Erfolg im Tierversuch
Die Forschenden verwendeten ein besonderes Mausmodell, bei dem die Tiere durch eine genetische Modifikation Granulome entwickeln, die denen von TB-Patienten ähneln. In einer wegweisenden Studie an diesen Mäusen stellten die Forschenden fest, dass die Konzentration von BTZ-043 in den Läsionen um ein Vielfaches über der Mindestkonzentration lag, die für eine wirksame Bekämpfung von Mtb erforderlich ist. Die hochauflösende MALDI-Massenspektrometrie habe zudem die besondere Fähigkeit von BTZ-043 gezeigt, tief in die Zellkompartimente der Läsionen einzudringen und die nekrotischen Zentren vollständig zu durchdringen. „Unsere Studie stellt einen wichtigen Fortschritt bei der Etablierung neuer Tuberkulose-Antibiotika dar, da wir erstmals die Verteilung eines in der Entwicklung befindlichen TB-Wirkstoffs im Granulom sichtbar machen konnten“, sagte DZIF-Wissenschaftler Prof.
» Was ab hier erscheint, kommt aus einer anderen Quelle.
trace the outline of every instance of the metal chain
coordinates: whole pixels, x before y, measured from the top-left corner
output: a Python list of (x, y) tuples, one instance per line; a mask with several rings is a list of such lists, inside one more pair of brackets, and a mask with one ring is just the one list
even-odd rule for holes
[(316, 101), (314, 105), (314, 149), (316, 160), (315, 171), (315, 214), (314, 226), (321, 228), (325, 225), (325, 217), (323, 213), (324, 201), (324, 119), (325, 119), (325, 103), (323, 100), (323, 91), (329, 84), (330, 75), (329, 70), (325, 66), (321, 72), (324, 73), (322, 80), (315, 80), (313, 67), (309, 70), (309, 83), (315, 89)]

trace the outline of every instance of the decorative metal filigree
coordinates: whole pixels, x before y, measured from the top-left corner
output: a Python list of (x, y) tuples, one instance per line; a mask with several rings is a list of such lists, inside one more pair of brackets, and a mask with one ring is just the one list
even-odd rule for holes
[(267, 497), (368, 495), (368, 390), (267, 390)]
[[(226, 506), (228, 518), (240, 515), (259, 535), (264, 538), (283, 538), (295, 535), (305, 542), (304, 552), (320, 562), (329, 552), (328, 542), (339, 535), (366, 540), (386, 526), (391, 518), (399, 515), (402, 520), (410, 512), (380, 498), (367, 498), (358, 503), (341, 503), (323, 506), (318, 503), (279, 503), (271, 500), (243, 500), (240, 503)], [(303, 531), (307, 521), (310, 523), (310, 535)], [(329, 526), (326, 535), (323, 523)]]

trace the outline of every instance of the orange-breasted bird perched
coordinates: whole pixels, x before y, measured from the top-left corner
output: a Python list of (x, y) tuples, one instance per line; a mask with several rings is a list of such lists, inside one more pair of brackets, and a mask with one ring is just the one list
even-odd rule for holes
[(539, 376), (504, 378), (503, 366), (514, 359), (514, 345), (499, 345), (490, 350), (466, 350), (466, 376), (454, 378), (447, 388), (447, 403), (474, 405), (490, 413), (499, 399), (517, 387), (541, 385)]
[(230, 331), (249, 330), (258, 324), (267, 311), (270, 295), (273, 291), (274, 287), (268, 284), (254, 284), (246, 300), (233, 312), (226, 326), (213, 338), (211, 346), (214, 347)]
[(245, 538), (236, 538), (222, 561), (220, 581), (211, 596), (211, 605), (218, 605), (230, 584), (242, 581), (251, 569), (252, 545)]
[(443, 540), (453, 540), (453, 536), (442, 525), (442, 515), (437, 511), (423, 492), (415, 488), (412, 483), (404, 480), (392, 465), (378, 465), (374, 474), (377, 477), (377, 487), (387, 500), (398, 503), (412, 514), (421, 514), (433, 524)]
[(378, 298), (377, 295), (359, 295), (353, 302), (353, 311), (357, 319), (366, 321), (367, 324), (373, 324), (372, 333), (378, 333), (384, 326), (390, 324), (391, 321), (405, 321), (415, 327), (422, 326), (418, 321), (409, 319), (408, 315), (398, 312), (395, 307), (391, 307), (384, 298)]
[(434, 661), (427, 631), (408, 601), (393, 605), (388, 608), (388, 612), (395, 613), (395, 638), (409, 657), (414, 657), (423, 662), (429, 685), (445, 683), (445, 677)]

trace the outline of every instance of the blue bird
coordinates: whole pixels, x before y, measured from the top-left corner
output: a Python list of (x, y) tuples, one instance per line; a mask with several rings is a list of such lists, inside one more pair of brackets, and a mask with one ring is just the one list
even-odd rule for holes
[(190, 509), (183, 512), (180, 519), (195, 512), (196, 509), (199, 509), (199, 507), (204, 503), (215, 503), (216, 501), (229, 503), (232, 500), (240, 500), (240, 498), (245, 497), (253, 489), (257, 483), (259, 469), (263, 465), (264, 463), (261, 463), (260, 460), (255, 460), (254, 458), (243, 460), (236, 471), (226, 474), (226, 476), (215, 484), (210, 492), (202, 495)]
Andreas Römpp von der Universität Bayreuth, Lehrstuhl für Bioanalytik und Lebensmittelanalytik, Erstautor und korrespondierender Autor der Studie.
Wird die TB-Therapie künftig effizienter?
„Die Fähigkeit von BTZ-043, diese schwer zugänglichen Läsionen zu erreichen und dort zu wirken, deutet auf eine starke bakterizide Wirkung hin, die die Tuberkulosetherapie effizienter machen könnte“, ergänzte die korrespondierende Letztautorin und DZIF-Wissenschaftlerin Dr. Kerstin Walter vom Forschungszentrum Borstel, Leibniz Lungenzentrum. „Die Entwicklung dieses besonderen Mausmodells, das im Gegensatz zu den sonst verwendeten Standardmäusen die Pathologie der menschlichen Tuberkulose sehr gut widerspiegelt, stellt einen Meilenstein auf der Suche nach neuen Antibiotika gegen die Tuberkulose dar“, ergänzt Dr. Christoph Hölscher, Forschungsgruppenleiter am Forschungszentrum Borstel, Leibniz Lungenzentrum und Koordinator des Schwerpunkts „Neue Wirkstoffe und Therapiemuster“ im DZIF-Forschungsbereich „Tuberkulose“. „Diese Erkenntnisse sind vielversprechend für die Millionen von Menschen, die weltweit an Tuberkulose erkrankt sind, und bieten einen Ausblick auf eine Zukunft, in der schwer zugängliche Tuberkuloseläsionen mit einem weiteren Wirkstoff erreicht werden können. Je weiter die Forschung voranschreitet, desto deutlicher wird das Potenzial von BTZ-043, die klinischen Ergebnisse für Tuberkulosepatienten zu verändern“, sagt Dr. med. vet. Julia Dreisbach, Scientific Program Manager BTZ-043 am Tropeninstitut München.